Donnerstag, 4. Dezember 2014

The death of a Hypothesis: Cholesterol and Heart Disease (Ezetimibe edition)

Recent events have cast doubt on the well established "lipid hypothesis" of heart disease. In particular, the failure of Vytorin, aka ezetimibe, to lower intima media thickening. Instead the cholesterol absorption inhibitor appeared to worsen thickening, if it had any effect at all, in this rather small study. Of course, the lipid hypothesis is backed by other lines of evidence (1) but the most reliable evidence always comes from interventional studies.

So the key point of this controversy has been that no lipid lowering drug has ever reduced CVD (usually measured as a composite endpoint*) in a large study, with the exception of statins. This means it would be conceivable that some other effect of statins is responsible for their protective effects, the so called pleiotropic effects of statins.

The controversy can be put to rest given the results of the secondary-prevention study IMPROVE-IT with n ~ 18 000. I will spare you the details and just link to two other reviews instead. (Note, that the arseholes from medscape may require you to register before you can read the summary)

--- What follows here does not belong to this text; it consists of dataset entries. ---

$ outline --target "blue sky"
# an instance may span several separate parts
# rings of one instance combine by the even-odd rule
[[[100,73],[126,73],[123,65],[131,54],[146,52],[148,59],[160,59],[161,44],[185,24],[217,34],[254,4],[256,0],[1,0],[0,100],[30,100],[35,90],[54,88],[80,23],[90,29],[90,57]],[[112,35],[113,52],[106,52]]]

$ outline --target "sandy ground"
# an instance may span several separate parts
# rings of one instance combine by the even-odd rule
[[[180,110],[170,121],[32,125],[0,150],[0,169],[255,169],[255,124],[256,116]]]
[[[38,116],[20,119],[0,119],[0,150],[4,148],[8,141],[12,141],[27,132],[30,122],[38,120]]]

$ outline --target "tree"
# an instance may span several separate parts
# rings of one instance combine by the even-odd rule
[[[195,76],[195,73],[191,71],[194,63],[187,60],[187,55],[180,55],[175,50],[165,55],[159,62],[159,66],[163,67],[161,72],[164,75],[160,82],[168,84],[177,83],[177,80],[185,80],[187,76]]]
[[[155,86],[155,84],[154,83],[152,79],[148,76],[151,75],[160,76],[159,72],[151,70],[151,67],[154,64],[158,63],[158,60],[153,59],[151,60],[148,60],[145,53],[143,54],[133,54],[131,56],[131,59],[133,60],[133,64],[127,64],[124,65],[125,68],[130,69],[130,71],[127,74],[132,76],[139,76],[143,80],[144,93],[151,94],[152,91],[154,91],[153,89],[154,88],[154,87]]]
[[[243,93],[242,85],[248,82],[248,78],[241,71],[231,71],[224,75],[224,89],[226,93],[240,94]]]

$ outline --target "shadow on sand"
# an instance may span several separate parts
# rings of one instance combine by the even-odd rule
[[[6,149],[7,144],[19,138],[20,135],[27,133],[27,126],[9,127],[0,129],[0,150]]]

Over a period of 7 years, the addition of ezetimibe to simvastatin 40 mg reduced the primary end point—a composite of cardiovascular death, MI, unstable angina requiring rehospitalization, coronary revascularization, or stroke—by 6.4% when compared with patients who received simvastatin alone (P =0.016). The absolute reduction in risk over 7 years was 2.0%, with 32.7% in the ezetimibe/simvastatin arm experiencing a primary end point compared with 34.7% in the simvastatin arm.

Instead I want to make a few points:

1. Cholesterol was lowered from a very low starting level. LDL-C under a statin was approx. 70 and went down to 53 mg/dl. Obviously, one would expected diminishing returns. It is all the more impressive and a clear win for the "lower is better" hypothesis.

2. There was no benefit on all-cause mortality. This could easily be due to low statistical power. The result on the composite endpoint is driven by changes in hard outcomes, MI, ischemic stroke; and stroke (the only one at p > 0.05 with a p = 0.052). I find it hard to believe, very, very hard to believe that hard endpoints won't translate to reduced death rates.
As always, we'll see what we can get from secondary analyses, e.g. regarding cancer.

3. This study can be regarded as the death of the contrarian hypothesis (the claim that cholesterol is neutral, perhaps even healthy).

References

1. I notice that I cannot find a coherent write-up of this issue. For now, I'll link to a discussion I had a while ago about cholesterol and cancer risk
http://www.longecity.org/forum/topic/52572-japanese-and-their-cholesterol/#entry486378

EDIT:
*Come to think of it, this seems like sloppy wording on my part. The gist of the argument is that most of the drugs barely affected the "hardest" endpoints, if they had any effect at all. From soft to hard: myocardial infarct - composite CVD - CVD mortality - all-cause mortality.